En compagnie des sombrelines

Pour démarrer la bande dessinée dans un univers un peu à part : Hôtel étrange, de Katherine et Florian Ferrier, et son cortège de créatures magiques nichées dans la forêt.

Ingrid Merckx  • 5 janvier 2017 abonné·es
En compagnie des sombrelines
© Ketherine Ferrier/sarbacane

C’est un hôtel hors du temps. Et hors du monde. Enfin, hors de tout monde connu. En hiver, il hiberne avec ses occupants, quand ceux-ci ne sont pas dérangés par des clients intempestifs. Il rouvre au printemps, quand le printemps daigne arriver. Monsieur Léclair, son gardien, est une vieille souris qui s’intéresse plus à ses livres qu’aux gens. Le majordome est un fantôme, un vrai : monsieur Snarf, qui a la tête vert chewing-gum, avec deux grandes oreilles, et flotte dans un costume noir au col et aux manchettes couleur farine. Il dort dans le registre et en sort quand on l’ouvre. Correction : il est le registre, précise-t-il, alors qu’il n’a pas de bouche. Marietta a une bonne bouille toute ronde, les cheveux courts et une barrette assortie à un tricot rouge. On lui donnerait 10 ans, mais c’est elle qui s’occupe des lieux, généreuse et dégourdie, entourée de petits nuages de poussière avec des yeux et une queue. Elle est aidée de Kaki, hybride entre Pokémon et spectre violacé, maladroit, râleur, cossard et marrant.

Et puis il y a Célestin, qui vit dans une cabane un peu plus loin, qui serait si mignon s’il voulait retirer de temps à autre le champignon percé de branches qui lui sert de couvre-chef. Et il fume la pipe… Célestin comprend la nature environnante, un paysage un peu vosgien, traversé de magie, de légendes et de créatures. Il sait que le Smog est un être de brume épris de liberté, que les sombrelines ont besoin de lumière sur les pierres de la rivière pour traverser sans encombres, que les Maugures annoncent de mauvaises nouvelles.

À l’hôtel, on ne s’étonne pas des drôles de têtes ni des événements bizarres. Ou plutôt on s’en débrouille, même si des branchages se mettent à pousser entre les cases de cette bande dessinée, si la neige glace parfois les lignes, si le vent souffle à en iriser la surface des dessins, et si on dort des mois durant sans parents ni école, ni d’autre contrainte que de chercher du bois, ramasser des mûres, chasser des kroksiures… Il est question de responsabilité (vis-à-vis des autres), d’hospitalité (hôtel oblige), d’instinct de propriété, d’envie du pouvoir, mais la leçon du jour est émiettée dans une combinaison d’aventures et d’anecdotes, de couleurs et d’humeurs, de naïveté et d’humour et, surtout, de recettes de pâtisseries dont le détail figure à chaque dernière page : cocolélé, visitandines, konfitroux…

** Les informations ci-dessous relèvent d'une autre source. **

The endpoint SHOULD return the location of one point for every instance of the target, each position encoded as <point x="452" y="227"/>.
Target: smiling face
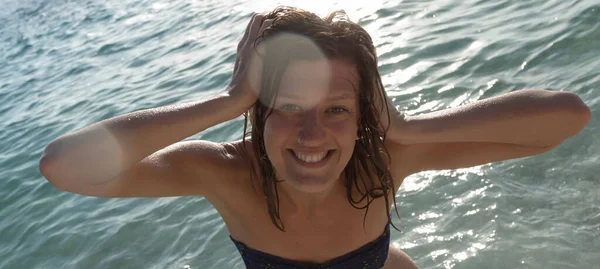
<point x="310" y="136"/>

C’est un peu le biscuit magique d’Alice associé à chacun de ces albums dont le maître mot est peut-être moins l’étrange que la fantaisie. Katherine Ferrier est diplômée de l’École européenne supérieure de l’image et styliste pour une enseigne bariolée pour enfants. Florian Ferrier est scénariste, directeur artistique et réalisateur de dessins animés depuis vingt ans. Ils ont conçu leur étrange hôtel sous forme de série : six titres sont parus depuis six ans, dont le dernier, Le Noël des sombrelines.

De quoi illustrer la vivacité de la BD jeunesse : Hôtel étrange a été pensé pour les 7-8 ans, rythme de lecture et vocabulaire adaptés pour une lecture autonome. L’accent est mis tant sur les dessins que sur le texte, qui dit son goût de raconter des histoires et de titiller l’imaginaire. La tonalité fantastique offre des passerelles opportunes avec la manifestation des peurs et la bande dessinée pour les plus grands. Le plus marquant étant peut-être cette manière d’insérer de l’étrange dans le quotidien. Même si ce quotidien reste un peu hors du commun.

Hôtel étrange. Le Noël des ­sombrelines, Katherine & Florian Ferrier, Sarbacane, 48 p., 12,50 euros.